The foolishness of youth

Weekender

By CLIFFORD FAIPARIK
TOKARARA, once an infamous suburb of Port Moresby, has undergone a major image overhaul following the construction of a four-lane highway last year that connects Konedobu and Waigani and makes driving to town much faster.
The infrastructure has also opened up the place a bit more with more people, who once never dared go there, drive through the area, even at nights under the street lights that illuminate the main road, giving the place the feel of openness and security.
Many Tokarara residents no longer fear walking the main road at night, and there is a marked increase in the number of people take up walking exercises in the evenings. Spilling out from the Hohola suburbs, Tokarara has become an address where well-to-do Papua New Guineans also choose to live.
Back in the 80s though, the suburb was renown for crime, mainly streets fights and carjacking. At that time, the area was predominantly lived in by people who were not too well off, and had a bad reputation.
Crime back then, however, was not aided by illicit drugs and homebrew like we see today.
It was all muscle then with youths mobilizing to protect their neighborhood from arch rivals from other parts of town. Territorial rivalry was common and fists fights were the main entertainment of the day.
I remember escaping the clutches of our arch rivals in one of those encounters.
There was a weeklong church crusade that ran in the evenings. The meeting attracted a sizeable crowd each night at what is now the Tokarara Secondary School area.
One night during that week, my friends bashed up some of our ‘enemies’ as the meeting closed for the night.
Word quickly got around the next day of a ‘rematch’ between the two groups. That evening, many of us attended the crusade, but our thoughts were elsewhere and not on the sermon.
Our group was prepared, and confident, of giving our rivals another belting. We wanted them to know not to mess with us again.
The church meeting soon came to an end and people were moving out of the area to go home.
We had already spotted some of our enemies and swiftly gave chase. They sprinted for their lives and we were right behind them.
They were seasoned street fighters and their plan was to give us a thrashing too.
Little did we know that we were running into an ambush.

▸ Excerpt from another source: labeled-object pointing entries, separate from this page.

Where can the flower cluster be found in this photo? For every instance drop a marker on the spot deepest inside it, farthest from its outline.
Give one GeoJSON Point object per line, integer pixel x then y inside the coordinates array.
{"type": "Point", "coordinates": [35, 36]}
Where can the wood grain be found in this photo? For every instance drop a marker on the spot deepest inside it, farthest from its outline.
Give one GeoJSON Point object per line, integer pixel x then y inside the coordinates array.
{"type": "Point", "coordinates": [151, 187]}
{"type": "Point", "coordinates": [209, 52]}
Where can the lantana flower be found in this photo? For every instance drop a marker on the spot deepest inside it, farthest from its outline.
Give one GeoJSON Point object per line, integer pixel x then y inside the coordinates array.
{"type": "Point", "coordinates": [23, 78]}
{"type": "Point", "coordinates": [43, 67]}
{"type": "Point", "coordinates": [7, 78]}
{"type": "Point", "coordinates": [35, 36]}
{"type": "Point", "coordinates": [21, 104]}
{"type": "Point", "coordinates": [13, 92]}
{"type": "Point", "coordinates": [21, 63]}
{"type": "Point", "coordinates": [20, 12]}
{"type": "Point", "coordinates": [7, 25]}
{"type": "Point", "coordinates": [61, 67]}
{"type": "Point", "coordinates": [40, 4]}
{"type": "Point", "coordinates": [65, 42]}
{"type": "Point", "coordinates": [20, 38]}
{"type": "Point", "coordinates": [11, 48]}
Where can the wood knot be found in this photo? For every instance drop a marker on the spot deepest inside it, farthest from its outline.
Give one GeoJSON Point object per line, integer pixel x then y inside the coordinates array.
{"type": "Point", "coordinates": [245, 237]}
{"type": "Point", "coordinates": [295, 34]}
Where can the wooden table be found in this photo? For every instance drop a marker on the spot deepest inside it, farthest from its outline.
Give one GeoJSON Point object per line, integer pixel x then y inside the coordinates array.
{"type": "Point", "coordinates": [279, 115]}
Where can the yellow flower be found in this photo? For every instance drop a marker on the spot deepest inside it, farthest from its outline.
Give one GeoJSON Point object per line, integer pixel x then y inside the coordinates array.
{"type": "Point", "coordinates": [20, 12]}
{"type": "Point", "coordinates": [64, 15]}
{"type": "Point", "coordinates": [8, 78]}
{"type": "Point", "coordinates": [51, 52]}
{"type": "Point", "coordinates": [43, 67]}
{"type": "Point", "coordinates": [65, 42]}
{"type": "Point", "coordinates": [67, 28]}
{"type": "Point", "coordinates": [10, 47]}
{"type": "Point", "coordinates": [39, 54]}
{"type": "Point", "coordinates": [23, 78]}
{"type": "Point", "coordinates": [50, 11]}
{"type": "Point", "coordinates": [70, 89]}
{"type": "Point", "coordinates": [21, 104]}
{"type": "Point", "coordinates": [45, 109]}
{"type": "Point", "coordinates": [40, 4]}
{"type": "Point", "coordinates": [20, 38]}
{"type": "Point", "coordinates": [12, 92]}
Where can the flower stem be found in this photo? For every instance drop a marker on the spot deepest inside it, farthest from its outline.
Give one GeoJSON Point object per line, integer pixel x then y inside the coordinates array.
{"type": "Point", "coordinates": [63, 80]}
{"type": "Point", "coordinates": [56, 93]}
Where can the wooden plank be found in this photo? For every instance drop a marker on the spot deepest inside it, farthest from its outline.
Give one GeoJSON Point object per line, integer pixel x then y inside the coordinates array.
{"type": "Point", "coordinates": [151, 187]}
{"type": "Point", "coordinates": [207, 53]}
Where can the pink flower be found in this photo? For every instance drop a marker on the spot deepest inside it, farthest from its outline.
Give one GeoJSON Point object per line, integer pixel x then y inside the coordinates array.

Fortunately for us, their comrades who were supposed to be waiting in the dark, didn’t stick to the plan, coming out of hiding before we were within their reach. We stopped dead in our tracks.
The shock faded off as quickly as it arrived and we did a quick about turn. The tables were now turned as we ran for our dear lives.
As we zigzagged through the last of the crusade crowd, our only thoughts were to reach the safety of our neighborhood as fast as we could.
The consequence of our being caught was already stamped on our young minds.
We passed through the yard of a police officer as we made our getaway. Sibi Debege from Masingara village Western (now deceased) had just finished his night shift and arrived home just as we retreated through his property.
Still in police uniform, he heard the commotion and rushed towards us to see what was happening. At that moment, we heard our rivals s
hout “police, police.” They backed off and we lived to see another day.
In another encounter, I found myself almost being busted by policemen for having in my possession a weapon. It was nightfall, and I was heading to another neighborhood to watch videos (there was no EMTV then).
Our relation with the boys in that area was not always on good terms- at times cordial, other times frosty.
I took a knife with me for protection. On the way, I noticed a vehicle coming straight at me, its lights at high beam. Sensing that it could be a police car, I quickly offloaded the knife into a patch of thick grass.
The car stopped beside me as policemen rushed out. Beaming their torches into my face, they frisked me all over and asked what I was doing walking around at night. I explained that I was on my way to the video place up the street. I’m sure this story would have read very differently had they found the offending weapon on me.
But yes, those were the days in ‘old’ Tokarara. The young men from those times, me included, have all grown up and become besties, or save pes as they say in Tokpisin.